Researchers at UT Southwestern have identified a new mechanism by which stress prevents cells from dividing.
Using techniques created at UT Southwestern, the team identified a protein in yeast that plays a previously unrecognized role in cell cycle arrest, the process by which a cell reproduces itself. dividing in two. After accumulating in response to stressful events, the Xbp1 protein appears to suppress the cell cycle, the study suggests.
The results, published in the Journal of Cell Biology, seem to solve a long-standing cell cycle mystery. If scientists can identify a protein in mammals with a similar function, the research could potentially lead to new ways to accelerate wound healing by promoting cell division or improve cancer treatment by doing the opposite.

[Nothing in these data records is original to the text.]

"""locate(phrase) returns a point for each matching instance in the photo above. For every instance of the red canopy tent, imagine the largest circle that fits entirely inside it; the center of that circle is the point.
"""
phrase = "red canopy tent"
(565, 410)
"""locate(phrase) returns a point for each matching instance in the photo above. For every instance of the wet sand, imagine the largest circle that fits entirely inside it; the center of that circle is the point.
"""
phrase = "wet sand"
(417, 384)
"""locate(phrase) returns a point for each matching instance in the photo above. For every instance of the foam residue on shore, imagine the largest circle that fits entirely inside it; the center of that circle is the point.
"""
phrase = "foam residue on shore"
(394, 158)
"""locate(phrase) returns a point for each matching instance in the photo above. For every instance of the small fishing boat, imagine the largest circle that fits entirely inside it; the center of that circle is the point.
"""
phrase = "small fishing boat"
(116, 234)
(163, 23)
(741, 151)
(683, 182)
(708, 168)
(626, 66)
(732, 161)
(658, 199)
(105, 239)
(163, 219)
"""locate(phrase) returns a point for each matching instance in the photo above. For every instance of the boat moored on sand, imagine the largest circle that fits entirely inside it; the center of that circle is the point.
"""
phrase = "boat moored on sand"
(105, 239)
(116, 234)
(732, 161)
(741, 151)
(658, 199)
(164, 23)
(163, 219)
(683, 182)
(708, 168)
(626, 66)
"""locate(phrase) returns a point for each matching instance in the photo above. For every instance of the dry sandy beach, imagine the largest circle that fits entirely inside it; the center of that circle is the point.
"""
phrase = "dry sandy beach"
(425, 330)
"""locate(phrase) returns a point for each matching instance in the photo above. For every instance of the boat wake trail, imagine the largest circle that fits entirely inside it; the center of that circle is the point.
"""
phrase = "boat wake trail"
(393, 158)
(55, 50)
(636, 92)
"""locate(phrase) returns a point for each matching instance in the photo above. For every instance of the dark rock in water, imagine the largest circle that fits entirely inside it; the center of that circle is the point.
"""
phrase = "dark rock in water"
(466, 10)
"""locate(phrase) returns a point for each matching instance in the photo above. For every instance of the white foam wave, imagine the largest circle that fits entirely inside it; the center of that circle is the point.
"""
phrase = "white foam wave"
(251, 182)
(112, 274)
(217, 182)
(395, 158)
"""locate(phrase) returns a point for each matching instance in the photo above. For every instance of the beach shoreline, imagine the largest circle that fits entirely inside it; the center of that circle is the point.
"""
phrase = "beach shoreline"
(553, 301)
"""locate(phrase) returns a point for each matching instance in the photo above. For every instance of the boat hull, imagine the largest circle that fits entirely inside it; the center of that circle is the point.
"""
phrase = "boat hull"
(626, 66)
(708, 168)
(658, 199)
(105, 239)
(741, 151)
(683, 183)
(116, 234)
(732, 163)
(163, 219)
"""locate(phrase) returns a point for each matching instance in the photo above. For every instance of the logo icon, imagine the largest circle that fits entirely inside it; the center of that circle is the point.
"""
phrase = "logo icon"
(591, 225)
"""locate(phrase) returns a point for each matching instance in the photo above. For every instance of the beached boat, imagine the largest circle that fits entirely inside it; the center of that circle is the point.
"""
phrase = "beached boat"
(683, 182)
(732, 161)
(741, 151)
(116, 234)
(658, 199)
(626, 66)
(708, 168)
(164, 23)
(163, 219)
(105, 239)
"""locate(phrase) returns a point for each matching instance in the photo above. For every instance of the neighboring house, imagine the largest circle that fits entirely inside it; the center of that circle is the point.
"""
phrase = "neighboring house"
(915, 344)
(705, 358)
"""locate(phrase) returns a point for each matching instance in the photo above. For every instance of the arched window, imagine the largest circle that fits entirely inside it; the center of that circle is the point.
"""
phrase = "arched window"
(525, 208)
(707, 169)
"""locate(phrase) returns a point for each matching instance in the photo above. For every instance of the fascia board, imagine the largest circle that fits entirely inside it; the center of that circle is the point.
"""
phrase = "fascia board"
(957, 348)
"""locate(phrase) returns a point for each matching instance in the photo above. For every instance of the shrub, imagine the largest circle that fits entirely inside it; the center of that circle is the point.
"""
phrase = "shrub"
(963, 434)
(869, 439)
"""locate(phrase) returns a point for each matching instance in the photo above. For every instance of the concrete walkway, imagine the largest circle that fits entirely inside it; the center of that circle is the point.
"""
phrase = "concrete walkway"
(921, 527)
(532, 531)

“Scientists have been studying this fundamental process for almost seven decades,” said Orlando Argüello-Miranda, Ph.D., an instructor who co-led the study with the assistant professor Jungsik Noh, Ph.D., both from UTSW’s Lyda Hill Department of Bioinformatics. “We have essentially identified a protein that can stop the cell cycle in response to stressful conditions.”
Scientists have long known that the cell cycle consists of several defined stages when a cell goes from a state of rest to an increase in size as it copies its genetic material – or DNA – in a process known as replication. of DNA, condenses its DNA and eventually divides into two “daughter” cells.
It has long been known that a stressful event such as starvation can send a cell into a protective state known as quiescence. Typically, the cell cycle stops just before DNA replication, explained Dr Argüello-Miranda. However, a minority of cells appear to become inactive at other stages of the process.
To understand why, Dr Argüello-Miranda, Dr Noh and their colleagues studied yeast cells under nutritional stress. Researchers were able to study single cells in this condition using a technique called six-color microfluidic imaging developed at UT Southwestern. This technique combines a cell culture technology called microfluidics with a six-color fluorescent microscopy approach pioneer at UTSW in 2018. In six-color microfluidic imaging, investigators pass cells through a tiny fluid-filled chamber monitored using a specialized microscope and an array of cameras. The researchers also used machine learning to track and detect up to six biochemical reactions in individual cells in real time.
“In previous field studies, researchers grew yeast cells in flasks and were unable to track individual cells,” said Dr Argüello-Miranda. “In contrast, we got films that record how individual cells stop dividing and come to rest.”
Although most hungry cells went to rest at the expected stage, just before DNA replication, about 7% stopped at some other stage of the cell cycle, he said.
Using the new techniques to tag and track specific proteins in individual cells over time, the researchers found that all starving cells exhibited high levels of a series of stress response proteins. However, cells that became quiescent at unexpected times in the cell cycle all exhibited an abundance of Xbp1, which the study found is needed to stop the cell cycle after DNA replication.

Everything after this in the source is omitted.